Alec goes to scratch at his eyebrow, and Eliot catches his wrist. "Don't, you'll open it up again," he says, quiet; and Alec drops his hand down to the corner of the blanket, pooling up in his lap. 

His chest feels weirdly tight. He is, inexcusably, thirty-two. He always _was_ the kid on the team, and it'd spent years, _years_ driving Eliot crazy, to the point where "entitled millennial bullshit" became their own kind of domestic shorthand: for Alec wanting to rework the next con or to try Celeia hops in the new house lager or to go down on Parker even though Eliot felt—totally erroneously—that it was his turn. A joke, and yet not a joke; because Parker never plays. Parker gets it, Alec thinks, in a way that Eliot doesn't, tucked around Alec's back with her face tucked in between his shoulderblades while she mumbles, "you are _good for squeezing_ ," as she drops off to sleep. He knows Eliot's right, he—knew it'd happen, eventually, he'd expected it, even, somewhere way deep down in the back of his brain, but he hadn't expected this sudden, sharp underlining of the knowing. Not like this. Not today.

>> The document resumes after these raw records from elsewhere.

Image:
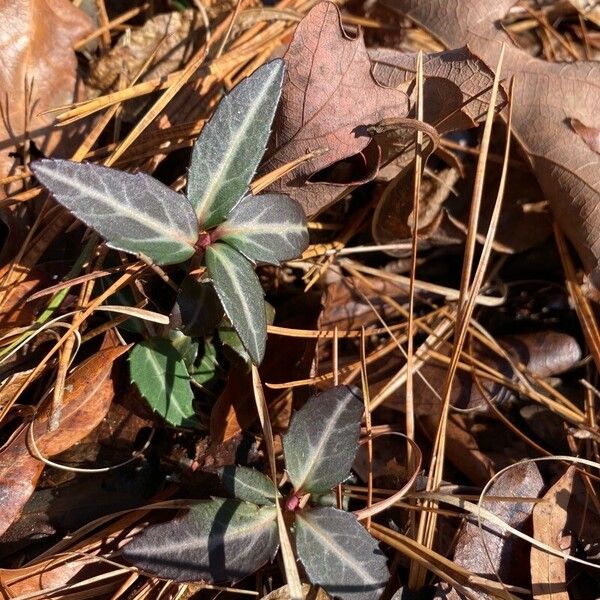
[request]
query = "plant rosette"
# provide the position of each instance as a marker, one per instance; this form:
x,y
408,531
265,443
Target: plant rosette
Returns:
x,y
224,540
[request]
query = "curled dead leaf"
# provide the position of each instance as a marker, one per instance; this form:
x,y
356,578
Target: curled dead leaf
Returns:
x,y
329,99
547,97
88,395
39,72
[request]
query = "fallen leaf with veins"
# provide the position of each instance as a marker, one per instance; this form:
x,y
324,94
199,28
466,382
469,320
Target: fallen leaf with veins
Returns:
x,y
88,395
456,88
457,91
548,572
547,96
39,72
517,489
329,98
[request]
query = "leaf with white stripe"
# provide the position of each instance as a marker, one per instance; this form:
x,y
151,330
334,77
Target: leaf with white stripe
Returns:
x,y
322,440
159,372
228,151
134,213
241,295
248,484
339,554
270,228
213,540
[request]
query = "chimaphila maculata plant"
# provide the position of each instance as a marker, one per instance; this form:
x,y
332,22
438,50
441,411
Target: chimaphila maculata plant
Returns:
x,y
218,223
217,220
222,540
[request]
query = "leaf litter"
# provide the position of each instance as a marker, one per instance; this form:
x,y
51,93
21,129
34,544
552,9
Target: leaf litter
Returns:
x,y
343,146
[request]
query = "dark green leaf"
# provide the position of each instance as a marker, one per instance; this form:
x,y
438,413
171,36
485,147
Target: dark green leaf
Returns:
x,y
339,554
270,228
185,345
241,295
159,372
322,440
197,310
227,153
134,213
248,484
208,369
215,540
231,340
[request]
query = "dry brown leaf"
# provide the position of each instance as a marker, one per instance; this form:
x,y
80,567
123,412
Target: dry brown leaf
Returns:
x,y
509,555
88,395
547,96
39,72
463,452
588,9
172,36
456,90
548,572
329,98
590,135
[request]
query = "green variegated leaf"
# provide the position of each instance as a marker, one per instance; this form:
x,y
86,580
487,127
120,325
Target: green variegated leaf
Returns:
x,y
248,484
269,228
338,554
134,213
322,440
213,540
241,295
207,370
159,372
197,310
229,149
231,341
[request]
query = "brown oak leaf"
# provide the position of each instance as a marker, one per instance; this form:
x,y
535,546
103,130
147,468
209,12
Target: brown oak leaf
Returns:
x,y
329,98
39,72
547,97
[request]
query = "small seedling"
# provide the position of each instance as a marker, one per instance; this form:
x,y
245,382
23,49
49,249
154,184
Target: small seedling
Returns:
x,y
223,540
216,220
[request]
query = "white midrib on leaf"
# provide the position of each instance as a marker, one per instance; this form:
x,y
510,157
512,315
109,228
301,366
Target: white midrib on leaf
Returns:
x,y
231,273
160,374
336,549
117,206
206,208
254,524
329,429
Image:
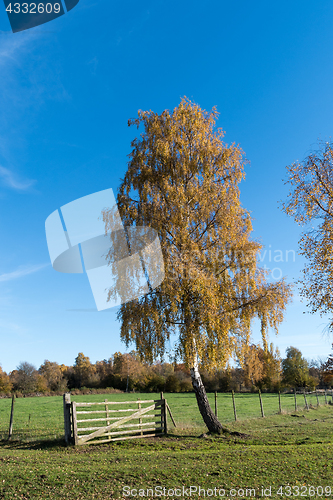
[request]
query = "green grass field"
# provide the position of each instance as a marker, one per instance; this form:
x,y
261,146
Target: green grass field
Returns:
x,y
290,452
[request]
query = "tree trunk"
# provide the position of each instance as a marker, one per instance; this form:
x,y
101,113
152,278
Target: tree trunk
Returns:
x,y
207,414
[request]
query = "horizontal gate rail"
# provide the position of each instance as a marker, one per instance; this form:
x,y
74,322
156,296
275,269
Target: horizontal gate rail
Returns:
x,y
117,424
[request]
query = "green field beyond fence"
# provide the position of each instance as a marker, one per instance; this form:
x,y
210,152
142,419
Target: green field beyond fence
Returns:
x,y
41,418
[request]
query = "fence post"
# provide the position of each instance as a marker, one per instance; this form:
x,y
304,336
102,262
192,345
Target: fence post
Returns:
x,y
164,414
140,419
234,405
11,418
74,418
262,409
173,420
215,404
107,416
67,417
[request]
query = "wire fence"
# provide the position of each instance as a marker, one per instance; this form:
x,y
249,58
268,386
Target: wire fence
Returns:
x,y
42,418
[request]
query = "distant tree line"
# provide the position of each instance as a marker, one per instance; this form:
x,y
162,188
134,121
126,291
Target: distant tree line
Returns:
x,y
257,369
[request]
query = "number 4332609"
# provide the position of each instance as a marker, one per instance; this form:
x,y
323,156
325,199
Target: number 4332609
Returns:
x,y
33,8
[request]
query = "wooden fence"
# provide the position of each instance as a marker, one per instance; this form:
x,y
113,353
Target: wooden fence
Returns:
x,y
93,423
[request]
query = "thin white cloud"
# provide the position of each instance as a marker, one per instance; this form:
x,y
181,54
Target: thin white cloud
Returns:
x,y
11,180
22,271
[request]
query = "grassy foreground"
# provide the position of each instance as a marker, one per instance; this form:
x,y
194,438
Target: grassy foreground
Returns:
x,y
290,453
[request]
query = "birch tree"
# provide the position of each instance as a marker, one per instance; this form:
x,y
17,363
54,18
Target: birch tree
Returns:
x,y
310,203
183,181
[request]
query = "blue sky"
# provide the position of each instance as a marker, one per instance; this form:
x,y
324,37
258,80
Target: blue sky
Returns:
x,y
67,90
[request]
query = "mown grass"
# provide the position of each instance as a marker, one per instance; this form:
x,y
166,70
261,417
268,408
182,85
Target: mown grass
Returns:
x,y
292,449
42,417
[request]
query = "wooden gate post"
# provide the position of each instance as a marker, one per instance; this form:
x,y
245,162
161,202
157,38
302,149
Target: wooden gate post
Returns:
x,y
262,409
164,414
74,419
234,404
215,404
107,415
317,398
11,418
67,417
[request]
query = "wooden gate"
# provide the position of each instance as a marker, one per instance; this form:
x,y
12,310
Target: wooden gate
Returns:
x,y
93,423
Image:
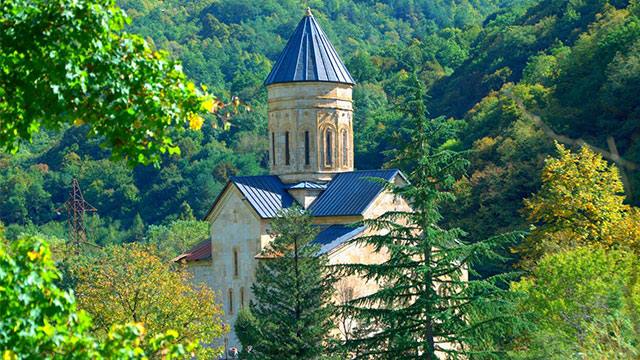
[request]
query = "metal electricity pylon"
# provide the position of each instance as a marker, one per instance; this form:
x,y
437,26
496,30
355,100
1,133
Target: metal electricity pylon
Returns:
x,y
76,208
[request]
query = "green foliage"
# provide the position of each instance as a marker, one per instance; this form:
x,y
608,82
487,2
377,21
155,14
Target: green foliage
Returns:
x,y
583,301
177,237
246,328
424,304
129,283
39,320
580,202
291,309
69,62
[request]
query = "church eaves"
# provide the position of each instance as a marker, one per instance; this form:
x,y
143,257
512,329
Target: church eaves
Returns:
x,y
309,56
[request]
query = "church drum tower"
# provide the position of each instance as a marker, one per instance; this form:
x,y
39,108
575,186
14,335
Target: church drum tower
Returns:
x,y
310,108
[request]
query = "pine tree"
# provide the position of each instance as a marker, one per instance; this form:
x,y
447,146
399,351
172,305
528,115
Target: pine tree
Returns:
x,y
291,292
425,305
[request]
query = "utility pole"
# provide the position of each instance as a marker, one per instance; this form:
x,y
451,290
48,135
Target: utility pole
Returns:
x,y
76,208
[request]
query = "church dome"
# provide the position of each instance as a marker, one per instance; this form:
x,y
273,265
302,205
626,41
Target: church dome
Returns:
x,y
309,56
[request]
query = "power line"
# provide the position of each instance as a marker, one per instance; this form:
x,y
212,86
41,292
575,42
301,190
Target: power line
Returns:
x,y
76,208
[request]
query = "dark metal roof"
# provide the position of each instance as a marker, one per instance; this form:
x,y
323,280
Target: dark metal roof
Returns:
x,y
309,56
202,251
266,193
335,235
307,185
351,193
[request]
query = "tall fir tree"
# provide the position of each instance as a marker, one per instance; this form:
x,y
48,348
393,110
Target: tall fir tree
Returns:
x,y
426,307
292,292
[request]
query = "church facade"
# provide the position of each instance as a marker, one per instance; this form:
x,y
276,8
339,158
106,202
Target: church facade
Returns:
x,y
311,156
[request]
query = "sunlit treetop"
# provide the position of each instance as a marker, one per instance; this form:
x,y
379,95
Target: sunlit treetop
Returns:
x,y
69,62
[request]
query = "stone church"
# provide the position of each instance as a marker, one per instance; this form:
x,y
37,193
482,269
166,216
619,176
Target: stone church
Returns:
x,y
311,164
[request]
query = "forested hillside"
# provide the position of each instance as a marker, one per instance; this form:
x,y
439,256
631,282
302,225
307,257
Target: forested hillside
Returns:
x,y
488,66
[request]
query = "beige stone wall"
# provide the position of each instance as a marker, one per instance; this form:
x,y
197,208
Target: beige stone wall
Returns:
x,y
319,108
235,229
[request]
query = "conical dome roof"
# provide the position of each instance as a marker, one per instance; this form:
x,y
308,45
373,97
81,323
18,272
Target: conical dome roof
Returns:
x,y
309,56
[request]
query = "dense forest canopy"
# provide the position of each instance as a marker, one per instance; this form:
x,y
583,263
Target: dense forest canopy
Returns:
x,y
493,67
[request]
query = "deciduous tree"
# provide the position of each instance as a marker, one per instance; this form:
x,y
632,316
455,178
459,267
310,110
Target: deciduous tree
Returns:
x,y
130,283
40,320
422,307
70,62
581,202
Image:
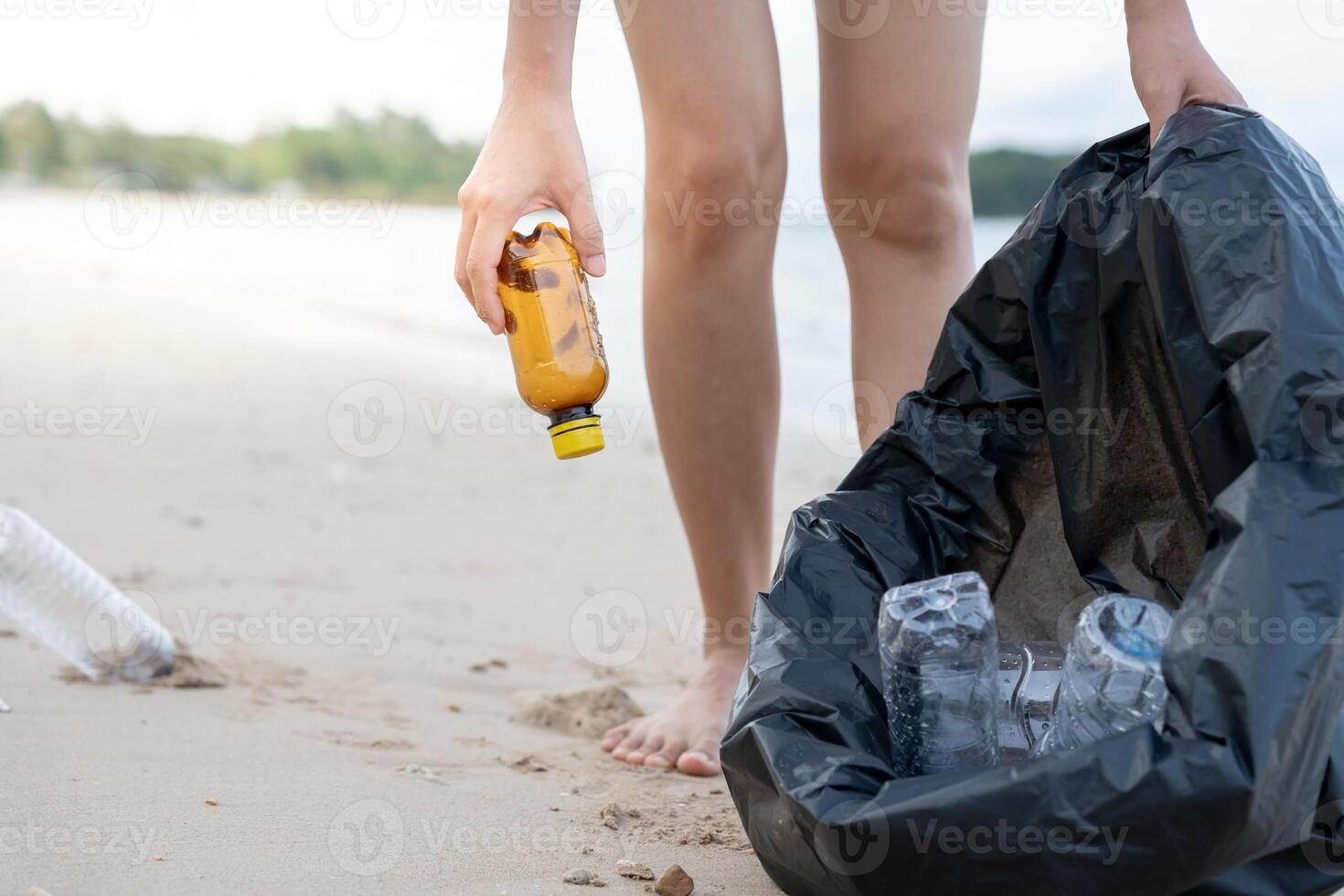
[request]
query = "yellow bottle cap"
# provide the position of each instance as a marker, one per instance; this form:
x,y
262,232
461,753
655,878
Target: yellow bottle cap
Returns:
x,y
577,438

"Chris is good," Eliot says, quiet; and Alec swallows, and nods. "They're strong, and fast, and they _care_ , which counts for a hell of a lot if I'm putting you and her in their hands"; and Alec nods again. 

"Okay," Alec says, quiet; and takes a breath. They can do it, Alec _saw_ Chris on that job, they can definitely do it—which was the point, probably. "Okay, man. I got you."

"Good," Eliot says, low, and slides his hand around to squeeze the back of Alec's neck.

"You're not leaving the team though," Alec says, after a minute. Lifting his face up. "I don't care how much you hate computers, I've needed back-up on cameras for like seven years, and you're not getting out of it that easily."

Eliot raises both eyebrows. "You want me to come watch a bunch of screens with you, in your manky-ass van?"

"Excuse me, Lucille is a lady and deserves to be referred to as such," Alec tells him; and then concedes, "but yes, if you're going to be joining me, I will spring for a deep clean of the upholstery."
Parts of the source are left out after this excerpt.